How does Poll Everywhere get code from the fingertips of our engineers into our customers hands at PollEverywhere.com? Through lots of steps that make sure we’re shipping a quality product.

Design

Are you working on something big that’s green field? Are multiple people involved in a project? Never underestimate the power of taking some time up front for laying down a design. It can be as simple as sketching out an API in a gist with your pair bear, playing around with what it should look like calling the code in an rspec test, or creating a user-flow diagram to show complex interactions in detail. A little work up front can save tons of work later, especially when people start asking the question, “how is that suppose to work again?”

Planning & pairing up

During our weekly planning meeting, engineers and non-engineers figure out what they’re going to build for the week.

To pair or not to pair? That depends on the team sizes and the people involved. There is no “one way” to write code at Poll Everywhere.

Committing code

Where does all of that code go after it’s written? If 20 engineers are working on one project, how do they save all of their files without overwriting each other’s work?

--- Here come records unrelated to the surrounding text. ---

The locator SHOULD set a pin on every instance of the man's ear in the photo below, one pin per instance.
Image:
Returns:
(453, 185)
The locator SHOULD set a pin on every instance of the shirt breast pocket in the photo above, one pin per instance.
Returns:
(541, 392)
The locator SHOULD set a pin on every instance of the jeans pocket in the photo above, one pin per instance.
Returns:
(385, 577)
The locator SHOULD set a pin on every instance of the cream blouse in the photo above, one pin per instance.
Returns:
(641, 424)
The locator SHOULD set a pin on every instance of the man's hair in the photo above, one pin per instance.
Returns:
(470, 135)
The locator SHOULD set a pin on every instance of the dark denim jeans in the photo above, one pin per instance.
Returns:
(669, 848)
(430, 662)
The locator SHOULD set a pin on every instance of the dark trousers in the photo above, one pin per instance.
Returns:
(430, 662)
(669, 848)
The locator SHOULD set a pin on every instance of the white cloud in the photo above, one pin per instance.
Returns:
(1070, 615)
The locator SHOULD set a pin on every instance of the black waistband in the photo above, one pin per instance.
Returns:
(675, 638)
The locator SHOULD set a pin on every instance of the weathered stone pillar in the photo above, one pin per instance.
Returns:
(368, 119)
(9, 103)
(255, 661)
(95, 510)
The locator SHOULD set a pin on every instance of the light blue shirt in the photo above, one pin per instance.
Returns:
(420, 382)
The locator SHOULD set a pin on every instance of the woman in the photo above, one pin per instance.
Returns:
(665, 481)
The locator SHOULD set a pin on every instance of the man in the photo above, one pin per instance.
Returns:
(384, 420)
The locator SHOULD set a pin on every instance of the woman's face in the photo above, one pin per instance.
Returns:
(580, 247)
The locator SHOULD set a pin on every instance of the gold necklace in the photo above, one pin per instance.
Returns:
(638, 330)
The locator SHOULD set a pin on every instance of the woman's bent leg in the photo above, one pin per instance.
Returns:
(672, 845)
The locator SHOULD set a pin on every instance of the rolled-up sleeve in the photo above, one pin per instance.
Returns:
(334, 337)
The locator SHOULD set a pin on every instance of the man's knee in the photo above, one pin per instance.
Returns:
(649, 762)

Developers don’t just save a file and they’re done with it, they have to save it somewhere that all other engineers have access to. This central area is called a Source Code Repository. To prevent engineers from clobbering each others work they have to make a “commit” to the repository. Every commit is saved with a comment from a developer describing what they changed, a date and time, the email address of the developer, and a unique fingerprint that represents all of the source code in that project at that point in time.

At Poll Everywhere, engineers use a popular source code repository called git. We use GitHub to host our code and follow common git conventions.

Git allows engineers to give these fingerprints names. Often you’ll hear engineers talking about “branches”. Yes, like a tree, engineers can “fork” code from any given point in time, build a new feature in that branch independently of any other developer’s branch, then merge it back into the “master” branch when it’s all done.

The master branch is a very special branch in all of our projects. It represents the code that is currently in production.

Pull requests & two-human approval process

Some of our work is done through pull requests. It’s used by people unfamiliar with a code repository or those who simply want a code review or are required to perform a sign-off because of a significant change.

However you choose to do it, all significant code changes should be looked at by more than one pair of eyes before it’s merged to master. Whether through pair programming, pull request, or another type of sign-off, this will produce better software.

What constitutes a “significant change”? The following types of changes constitute a significant change to our application code that should result in a mandatory code review by at least on other experienced engineer:

Server-side code changes

Any server-side application code that can create, read, update, delete, or control access to customer data from data stores such as authorization logic & policies, models, or controllers.